The move matters because Sea entered this report with mixed recent earnings history. The earnings-surprise record in the supplied history shows only 1 beat in the last 8 quarters. That backdrop can make investors skeptical. Therefore, a quarter with a major revenue beat and continued profitability has extra force because it resets the tone.
There is also room for sentiment to improve from here. News sentiment over the last 7 days was scored at 0.9043, with an improving trend across 30 and 90 days. Analyst sentiment remains constructive too, with 32 buy ratings, 10 holds, and 2 sells, plus a consensus target of $143.2. That does not guarantee upside, of course, but it shows Wall Street was already leaning positive before this earnings print added fresh evidence.
The practical takeaway is straightforward. Investors now have a concrete reason to treat Sea as a real multi-segment growth platform again, not just a volatile internet stock. If Sea keeps pairing strong top-line growth with positive net income, the stock's rerating case gets much stronger.
Sea Limited (SE) is climbing because Q1 2026 delivered a clean, named catalyst: a large revenue beat, higher profit, and broad-based segment growth.
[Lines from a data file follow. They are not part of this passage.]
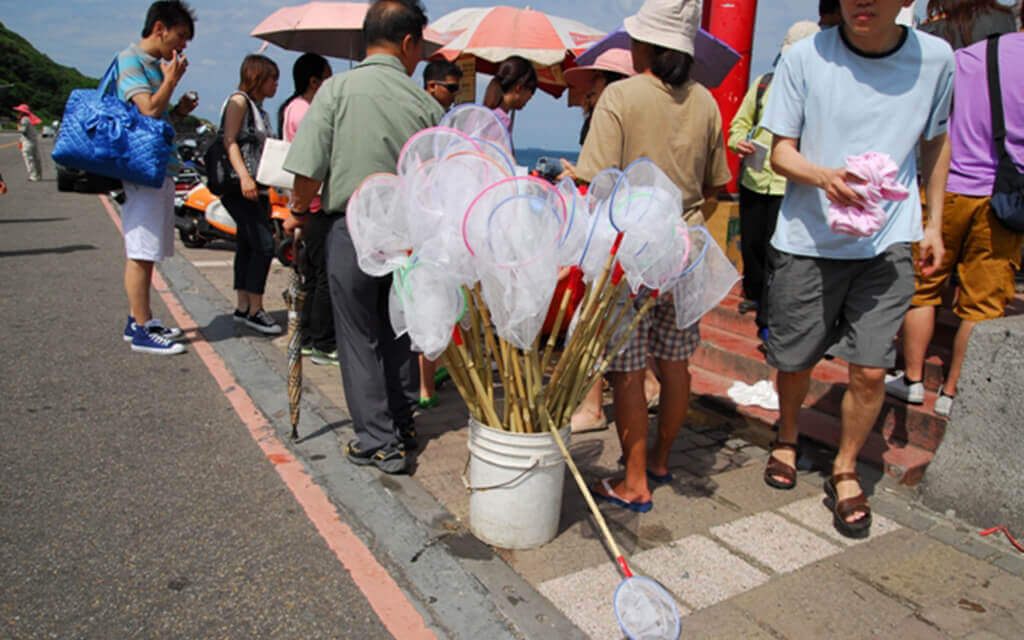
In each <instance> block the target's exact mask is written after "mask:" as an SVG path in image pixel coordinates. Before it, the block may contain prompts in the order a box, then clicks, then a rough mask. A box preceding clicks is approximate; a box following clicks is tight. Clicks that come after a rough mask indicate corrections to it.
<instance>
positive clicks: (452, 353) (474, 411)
mask: <svg viewBox="0 0 1024 640" xmlns="http://www.w3.org/2000/svg"><path fill="white" fill-rule="evenodd" d="M444 364H445V367H447V370H449V374H451V376H452V380H453V381H454V382H455V386H456V388H457V389H458V390H459V395H461V396H462V399H463V401H464V402H466V408H467V409H468V410H469V413H470V414H471V415H472V416H473V418H474V419H475V420H476V421H478V422H483V412H482V411H481V410H480V403H479V401H478V400H477V398H476V395H475V394H474V393H473V388H472V384H471V383H470V382H469V376H468V374H467V373H466V370H465V366H464V364H463V362H462V358H461V357H459V353H458V350H457V349H456V346H455V344H454V343H452V344H449V347H447V349H446V350H445V351H444Z"/></svg>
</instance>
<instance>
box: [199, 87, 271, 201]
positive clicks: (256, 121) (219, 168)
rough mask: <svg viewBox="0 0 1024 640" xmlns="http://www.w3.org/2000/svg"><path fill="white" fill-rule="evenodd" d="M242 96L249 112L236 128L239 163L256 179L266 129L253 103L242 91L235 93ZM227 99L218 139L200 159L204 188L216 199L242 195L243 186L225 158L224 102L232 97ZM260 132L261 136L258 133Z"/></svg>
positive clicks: (254, 179) (222, 117) (225, 151)
mask: <svg viewBox="0 0 1024 640" xmlns="http://www.w3.org/2000/svg"><path fill="white" fill-rule="evenodd" d="M236 93H241V94H242V95H245V97H246V101H247V102H248V103H249V111H248V112H247V113H246V119H245V121H244V122H243V123H242V127H241V128H240V129H239V135H238V138H237V140H238V143H239V150H240V151H241V152H242V160H243V162H245V165H246V170H248V171H249V175H251V176H252V178H253V179H254V180H255V179H256V169H257V167H259V159H260V155H261V154H262V153H263V141H264V140H265V138H266V130H265V126H263V125H262V116H260V114H259V111H258V110H257V108H256V104H255V103H254V102H253V101H252V99H251V98H250V97H249V96H248V95H246V94H245V93H243V92H242V91H236ZM233 95H234V93H232V94H231V95H229V96H227V99H226V100H224V105H223V106H222V108H221V109H220V129H219V130H218V131H217V137H216V138H215V139H214V140H213V142H212V143H211V144H210V146H209V147H207V150H206V154H205V155H204V157H203V159H204V161H205V162H206V185H207V187H208V188H209V189H210V190H211V191H212V193H213V194H215V195H216V196H225V195H232V194H240V193H242V184H241V182H240V181H239V174H238V172H237V171H236V170H234V167H232V166H231V161H230V159H229V158H228V157H227V147H225V146H224V114H225V113H226V112H227V103H228V102H229V101H230V99H231V96H233ZM261 132H262V135H260V133H261Z"/></svg>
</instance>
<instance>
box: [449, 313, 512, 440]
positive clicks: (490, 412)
mask: <svg viewBox="0 0 1024 640" xmlns="http://www.w3.org/2000/svg"><path fill="white" fill-rule="evenodd" d="M455 342H456V350H457V351H458V353H459V355H460V356H461V357H462V358H463V360H464V361H465V362H466V369H467V370H468V371H469V380H470V382H471V383H472V385H473V389H474V390H475V391H476V395H477V397H478V398H479V399H480V400H483V401H481V404H482V409H483V413H484V416H485V417H486V419H487V424H488V426H490V427H494V428H495V429H500V428H501V424H502V421H501V420H499V419H498V414H497V413H496V412H495V407H494V404H493V403H490V402H486V401H485V400H486V397H487V392H486V390H485V389H484V388H483V383H482V382H480V376H479V375H478V374H477V371H476V367H475V365H474V362H473V360H472V357H473V356H472V355H470V354H469V353H468V351H467V350H466V345H465V344H463V341H462V335H461V332H460V330H459V328H458V327H456V329H455Z"/></svg>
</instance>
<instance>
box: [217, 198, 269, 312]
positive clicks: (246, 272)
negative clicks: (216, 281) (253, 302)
mask: <svg viewBox="0 0 1024 640" xmlns="http://www.w3.org/2000/svg"><path fill="white" fill-rule="evenodd" d="M220 201H221V202H222V203H224V207H226V208H227V213H229V214H231V217H232V218H233V219H234V224H236V225H237V226H238V229H239V230H238V234H237V236H236V243H234V246H236V248H234V290H236V291H247V292H249V293H254V294H256V295H260V296H261V295H263V291H264V289H266V276H267V274H268V273H269V272H270V261H271V260H273V226H272V225H271V223H270V201H269V200H268V199H267V197H266V196H260V197H259V199H258V200H249V199H248V198H244V197H243V196H242V195H241V194H238V195H233V194H232V195H228V196H224V197H223V198H221V199H220Z"/></svg>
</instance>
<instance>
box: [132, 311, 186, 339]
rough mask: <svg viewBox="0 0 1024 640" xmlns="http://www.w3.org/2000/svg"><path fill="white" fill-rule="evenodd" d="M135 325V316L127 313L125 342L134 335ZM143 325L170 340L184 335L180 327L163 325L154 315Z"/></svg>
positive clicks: (144, 326)
mask: <svg viewBox="0 0 1024 640" xmlns="http://www.w3.org/2000/svg"><path fill="white" fill-rule="evenodd" d="M137 326H138V325H136V324H135V318H134V317H132V316H131V315H129V316H128V324H127V325H125V335H124V341H125V342H131V341H132V338H134V337H135V327H137ZM144 327H145V328H146V329H148V330H150V331H156V332H158V333H160V335H162V336H163V337H165V338H167V339H168V340H172V341H173V340H180V339H181V337H182V336H183V335H184V333H182V331H181V330H180V329H177V328H174V327H164V324H163V323H161V322H160V321H159V319H157V318H156V317H154V318H151V319H150V322H148V323H146V324H145V325H144Z"/></svg>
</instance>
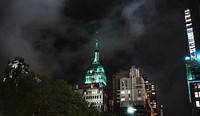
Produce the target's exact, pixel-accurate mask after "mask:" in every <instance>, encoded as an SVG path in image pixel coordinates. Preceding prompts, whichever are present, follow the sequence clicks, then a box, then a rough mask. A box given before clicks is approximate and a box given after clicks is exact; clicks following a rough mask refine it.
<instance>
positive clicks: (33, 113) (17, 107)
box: [0, 73, 99, 116]
mask: <svg viewBox="0 0 200 116" xmlns="http://www.w3.org/2000/svg"><path fill="white" fill-rule="evenodd" d="M0 108H1V110H2V111H1V113H2V115H5V116H30V115H31V116H33V115H35V116H93V115H95V116H97V115H99V112H98V111H97V110H96V108H95V107H92V106H91V107H88V104H87V103H86V102H85V100H84V99H83V98H82V96H81V95H80V94H79V93H76V92H74V91H73V90H72V87H71V86H70V85H69V84H67V82H66V81H65V80H50V79H49V78H48V77H46V76H39V75H36V74H34V73H29V74H25V75H22V76H20V77H19V78H17V79H16V80H12V79H10V80H8V81H6V82H1V83H0Z"/></svg>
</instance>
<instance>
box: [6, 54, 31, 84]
mask: <svg viewBox="0 0 200 116" xmlns="http://www.w3.org/2000/svg"><path fill="white" fill-rule="evenodd" d="M28 71H29V65H28V64H27V63H25V61H24V58H22V57H15V58H14V60H10V61H8V65H7V68H6V69H5V72H4V80H3V81H4V82H5V81H6V80H7V79H14V80H15V79H16V78H17V77H19V76H20V75H21V74H25V73H28Z"/></svg>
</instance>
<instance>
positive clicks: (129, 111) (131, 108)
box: [127, 107, 136, 114]
mask: <svg viewBox="0 0 200 116" xmlns="http://www.w3.org/2000/svg"><path fill="white" fill-rule="evenodd" d="M135 111H136V109H135V108H133V107H128V110H127V112H128V114H134V112H135Z"/></svg>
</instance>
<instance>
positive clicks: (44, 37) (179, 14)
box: [0, 0, 189, 116]
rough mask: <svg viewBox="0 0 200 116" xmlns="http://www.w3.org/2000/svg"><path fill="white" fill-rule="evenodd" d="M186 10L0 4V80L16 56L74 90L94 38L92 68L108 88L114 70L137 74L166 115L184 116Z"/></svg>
mask: <svg viewBox="0 0 200 116" xmlns="http://www.w3.org/2000/svg"><path fill="white" fill-rule="evenodd" d="M186 5H187V3H186V1H183V2H181V3H179V2H177V1H176V0H174V1H170V2H168V1H162V0H150V1H145V0H141V1H137V0H136V1H126V2H125V1H121V0H117V1H113V0H110V1H105V0H103V1H102V0H101V1H98V0H97V1H95V2H94V1H93V2H92V1H88V2H86V1H81V0H76V1H75V2H73V1H71V0H68V1H65V0H60V1H56V2H55V1H53V0H52V1H48V0H43V1H39V0H36V1H29V0H28V1H25V0H21V1H16V2H5V0H1V1H0V17H1V19H0V24H1V27H0V38H1V39H0V43H1V52H0V54H1V60H0V63H1V66H0V71H1V72H0V74H1V75H2V74H3V71H4V69H5V68H6V63H7V61H8V60H9V59H12V58H14V57H15V56H23V57H24V58H25V59H26V62H27V63H29V64H30V70H33V71H35V72H38V73H41V74H46V75H49V76H51V77H52V78H62V79H65V80H67V81H68V82H69V83H75V84H80V83H82V82H84V76H85V73H86V70H87V68H88V65H89V64H90V63H91V61H92V58H93V57H92V56H93V49H94V43H95V39H94V38H95V32H96V31H99V32H101V34H102V39H101V40H99V42H100V48H99V51H100V54H101V55H100V57H101V58H100V61H103V62H102V65H103V66H104V68H105V72H106V74H107V78H108V83H111V81H112V75H113V74H114V73H115V72H117V71H118V70H120V69H122V68H130V67H131V66H132V65H136V66H139V67H141V70H142V72H143V74H146V75H147V76H148V78H150V79H152V80H154V81H155V82H156V83H157V88H158V92H157V93H158V101H159V103H162V104H164V107H165V112H166V115H170V116H175V115H184V114H189V106H188V105H189V103H188V95H187V83H186V72H185V61H184V56H186V55H189V50H188V45H187V37H186V32H185V23H184V9H185V8H187V7H186ZM82 84H83V83H82ZM169 100H172V101H171V102H169ZM177 108H178V109H177ZM175 109H176V110H175Z"/></svg>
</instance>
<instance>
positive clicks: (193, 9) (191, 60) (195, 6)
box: [185, 0, 200, 116]
mask: <svg viewBox="0 0 200 116" xmlns="http://www.w3.org/2000/svg"><path fill="white" fill-rule="evenodd" d="M199 13H200V2H199V1H198V0H190V1H189V8H188V9H186V10H185V23H186V32H187V39H188V46H189V52H190V56H189V57H185V60H186V71H187V84H188V97H189V103H190V107H191V114H192V116H199V115H200V64H199V58H200V57H199V54H198V52H197V50H196V44H195V43H199V40H200V35H199V30H200V21H199V20H200V14H199ZM197 48H199V46H198V44H197Z"/></svg>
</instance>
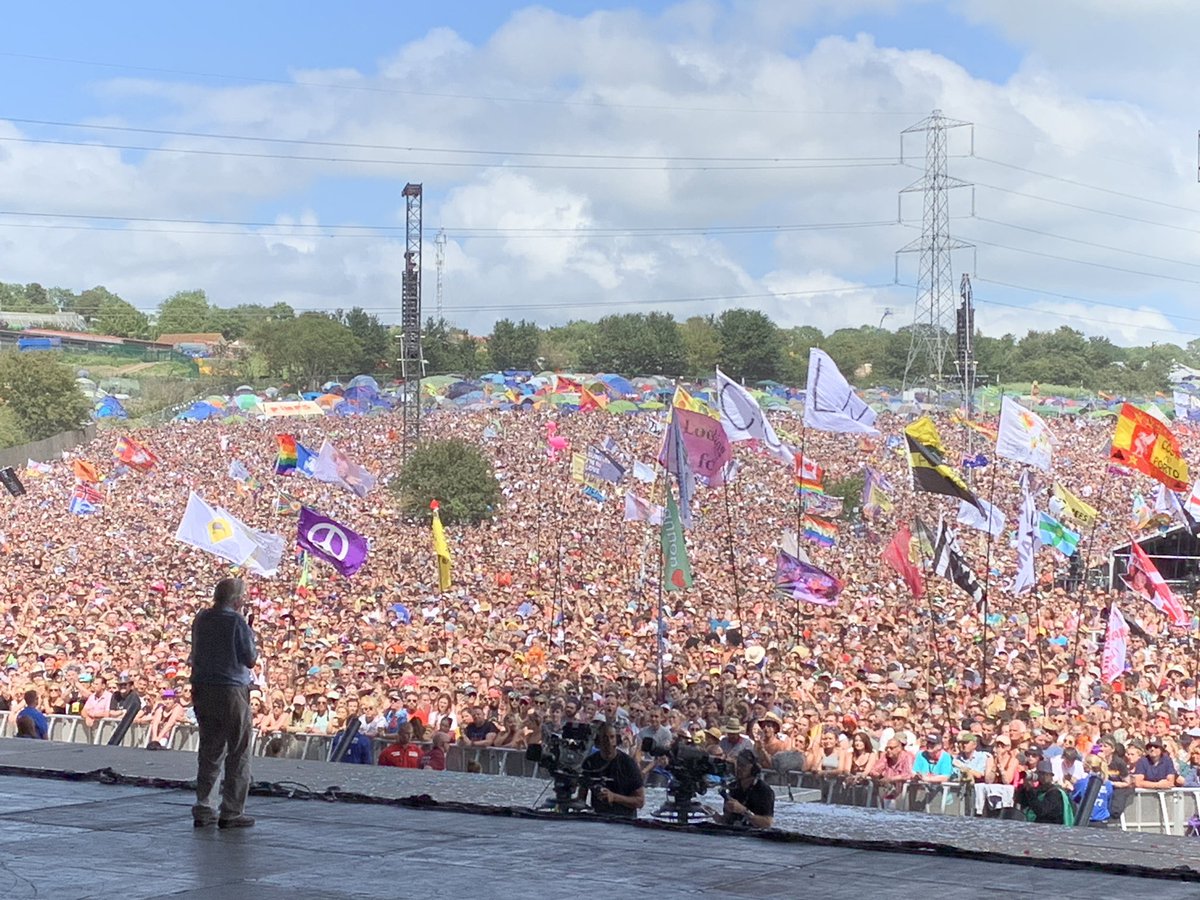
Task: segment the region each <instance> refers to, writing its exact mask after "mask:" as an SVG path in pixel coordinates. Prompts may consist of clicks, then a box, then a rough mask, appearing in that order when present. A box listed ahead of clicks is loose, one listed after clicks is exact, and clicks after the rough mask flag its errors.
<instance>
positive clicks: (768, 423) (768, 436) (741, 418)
mask: <svg viewBox="0 0 1200 900" xmlns="http://www.w3.org/2000/svg"><path fill="white" fill-rule="evenodd" d="M716 406H718V412H719V413H720V414H721V425H722V426H725V434H726V436H727V437H728V439H730V440H760V442H762V443H763V445H764V446H766V448H767V450H768V451H769V452H770V455H772V456H774V457H775V458H778V460H780V461H782V462H786V463H788V464H792V461H793V458H794V454H793V452H792V451H791V450H790V449H788V448H787V446H786V445H785V444H784V443H782V442H781V440H780V439H779V437H778V436H776V434H775V428H774V427H772V425H770V422H769V421H767V416H766V415H764V414H763V412H762V407H760V406H758V401H757V400H755V398H754V397H752V396H750V391H748V390H746V389H745V388H743V386H742V385H740V384H738V383H737V382H734V380H733V379H732V378H730V377H728V376H727V374H725V372H722V371H721V370H719V368H718V370H716ZM680 502H682V498H680Z"/></svg>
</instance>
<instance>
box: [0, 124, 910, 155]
mask: <svg viewBox="0 0 1200 900" xmlns="http://www.w3.org/2000/svg"><path fill="white" fill-rule="evenodd" d="M0 121H10V122H17V124H20V125H42V126H49V127H56V128H82V130H84V131H115V132H131V133H136V134H156V136H160V137H173V138H206V139H211V140H247V142H252V143H262V144H288V145H293V146H324V148H336V149H340V150H390V151H392V152H408V154H416V152H422V154H463V155H475V156H523V157H530V156H533V157H550V158H564V160H628V161H635V162H674V161H682V162H848V161H869V162H878V161H890V160H893V158H894V157H890V156H674V155H671V156H635V155H630V154H568V152H558V151H552V150H540V151H539V150H479V149H464V148H446V146H403V145H397V144H358V143H347V142H341V140H308V139H305V138H275V137H257V136H253V134H223V133H215V132H206V131H172V130H169V128H143V127H133V126H128V125H89V124H85V122H60V121H47V120H43V119H17V118H12V116H2V115H0ZM85 145H88V146H90V145H91V144H86V143H85Z"/></svg>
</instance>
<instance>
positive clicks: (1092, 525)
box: [1068, 463, 1112, 702]
mask: <svg viewBox="0 0 1200 900" xmlns="http://www.w3.org/2000/svg"><path fill="white" fill-rule="evenodd" d="M1110 464H1111V463H1105V466H1104V479H1103V480H1102V481H1100V493H1099V498H1100V503H1102V504H1103V503H1104V497H1105V494H1106V493H1108V490H1109V480H1110V479H1111V478H1112V469H1110V468H1109V466H1110ZM1099 527H1100V510H1099V506H1097V509H1096V518H1094V520H1093V522H1092V528H1091V530H1088V533H1087V547H1086V548H1085V550H1084V569H1082V574H1081V577H1082V583H1081V584H1080V586H1079V588H1078V590H1079V608H1078V610H1076V611H1075V640H1074V641H1073V642H1072V647H1070V685H1069V686H1068V690H1069V691H1070V695H1069V696H1070V700H1072V702H1074V701H1075V689H1076V688H1078V686H1079V637H1080V635H1081V634H1082V631H1084V607H1085V606H1086V605H1087V569H1088V566H1090V565H1091V564H1092V546H1093V545H1094V544H1096V530H1097V529H1098V528H1099ZM1075 552H1076V553H1078V552H1079V551H1078V550H1076V551H1075ZM1109 606H1111V601H1106V606H1105V612H1104V620H1103V622H1100V649H1102V650H1103V649H1104V642H1105V637H1106V635H1108V628H1109Z"/></svg>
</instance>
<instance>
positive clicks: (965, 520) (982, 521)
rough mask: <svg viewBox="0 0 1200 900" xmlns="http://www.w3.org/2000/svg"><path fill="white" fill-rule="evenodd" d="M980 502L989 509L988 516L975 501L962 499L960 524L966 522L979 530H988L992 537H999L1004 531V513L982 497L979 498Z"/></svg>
mask: <svg viewBox="0 0 1200 900" xmlns="http://www.w3.org/2000/svg"><path fill="white" fill-rule="evenodd" d="M979 504H980V505H982V506H983V508H984V509H985V510H986V511H988V515H986V516H984V514H983V512H980V511H979V509H978V508H977V506H976V505H974V504H973V503H967V502H966V500H962V502H961V503H960V504H959V524H965V526H967V527H968V528H974V529H976V530H978V532H986V533H988V534H990V535H991V536H992V538H998V536H1000V535H1002V534H1003V533H1004V514H1003V512H1001V511H1000V510H998V509H997V508H996V506H992V505H991V504H990V503H988V500H984V499H982V498H980V499H979Z"/></svg>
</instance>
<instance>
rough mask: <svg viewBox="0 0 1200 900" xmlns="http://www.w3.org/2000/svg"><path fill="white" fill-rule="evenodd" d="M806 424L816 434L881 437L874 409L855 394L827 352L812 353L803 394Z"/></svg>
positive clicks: (810, 359)
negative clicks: (815, 430) (878, 429)
mask: <svg viewBox="0 0 1200 900" xmlns="http://www.w3.org/2000/svg"><path fill="white" fill-rule="evenodd" d="M804 425H805V427H809V428H816V430H817V431H836V432H842V433H853V434H878V433H880V430H878V428H876V427H875V410H874V409H871V408H870V407H869V406H866V403H865V402H864V401H863V398H862V397H859V396H858V395H857V394H854V390H853V388H851V386H850V382H847V380H846V378H845V376H842V373H841V372H839V371H838V366H836V364H835V362H834V361H833V359H832V358H830V356H829V354H828V353H826V352H824V350H822V349H820V348H817V347H814V348H811V349H810V350H809V379H808V384H806V388H805V392H804Z"/></svg>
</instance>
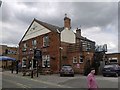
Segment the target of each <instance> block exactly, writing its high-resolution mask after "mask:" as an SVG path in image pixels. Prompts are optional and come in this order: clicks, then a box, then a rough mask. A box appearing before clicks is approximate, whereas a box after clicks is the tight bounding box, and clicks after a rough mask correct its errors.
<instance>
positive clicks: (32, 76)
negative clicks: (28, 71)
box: [31, 70, 33, 78]
mask: <svg viewBox="0 0 120 90" xmlns="http://www.w3.org/2000/svg"><path fill="white" fill-rule="evenodd" d="M31 78H33V70H32V71H31Z"/></svg>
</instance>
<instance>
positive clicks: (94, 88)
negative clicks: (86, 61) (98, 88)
mask: <svg viewBox="0 0 120 90" xmlns="http://www.w3.org/2000/svg"><path fill="white" fill-rule="evenodd" d="M94 74H95V69H94V68H92V69H91V72H90V73H89V74H88V76H87V84H88V90H98V85H97V81H96V79H95V75H94Z"/></svg>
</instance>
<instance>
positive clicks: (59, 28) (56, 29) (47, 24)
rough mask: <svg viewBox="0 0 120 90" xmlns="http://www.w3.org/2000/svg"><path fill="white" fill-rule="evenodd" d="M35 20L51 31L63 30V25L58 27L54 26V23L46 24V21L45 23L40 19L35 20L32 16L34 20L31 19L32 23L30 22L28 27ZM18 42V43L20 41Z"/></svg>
mask: <svg viewBox="0 0 120 90" xmlns="http://www.w3.org/2000/svg"><path fill="white" fill-rule="evenodd" d="M34 21H36V22H37V23H39V24H40V25H42V26H44V27H45V28H47V29H49V30H50V31H53V32H56V33H59V32H61V31H63V30H64V28H63V27H58V26H55V25H52V24H48V23H45V22H42V21H40V20H37V19H35V18H34V20H33V21H32V23H31V24H30V26H29V28H30V27H31V25H32V24H33V22H34ZM29 28H28V29H27V31H26V32H25V34H24V36H23V37H22V39H21V40H20V42H21V41H22V40H23V38H24V37H25V35H26V33H27V32H28V30H29ZM20 42H19V43H20Z"/></svg>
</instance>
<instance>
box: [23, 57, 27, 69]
mask: <svg viewBox="0 0 120 90" xmlns="http://www.w3.org/2000/svg"><path fill="white" fill-rule="evenodd" d="M26 65H27V60H26V58H23V59H22V67H26Z"/></svg>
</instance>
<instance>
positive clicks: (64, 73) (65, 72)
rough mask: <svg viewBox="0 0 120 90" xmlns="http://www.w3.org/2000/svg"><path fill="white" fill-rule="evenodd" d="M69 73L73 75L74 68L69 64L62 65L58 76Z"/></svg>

Since this is an after-hours move, the next regular session will show how much of the gain sticks, but the earnings-driven case behind the rally is already solid.
SE stock is up because Sea Limited reported a strong Q1 2026 earnings beat, with revenue well above expectations and net income still positive. Investors also reacted to broad growth across Shopee, Monee, and Garena.
+Should I buy SE stock now?
The earnings report is clearly bullish, but the stock already moved sharply higher and costs are still rising. Long-term investors may like the improving fundamentals, but new buyers should weigh valuation and volatility before acting.
+What did Sea Limited report in Q1 2026?
Sea reported $7.1 billion in revenue, up 46.6% year over year, and net income of $438.2 million. Adjusted EBITDA also increased to $1.0 billion, showing the company remained profitable while growing quickly.
+Is Sea Limited still profitable?
Yes. Sea remained profitable in Q1 2026, with net income of $438.2 million and adjusted EBITDA of $1.0 billion. That profitability is a major reason the market responded so positively to the report.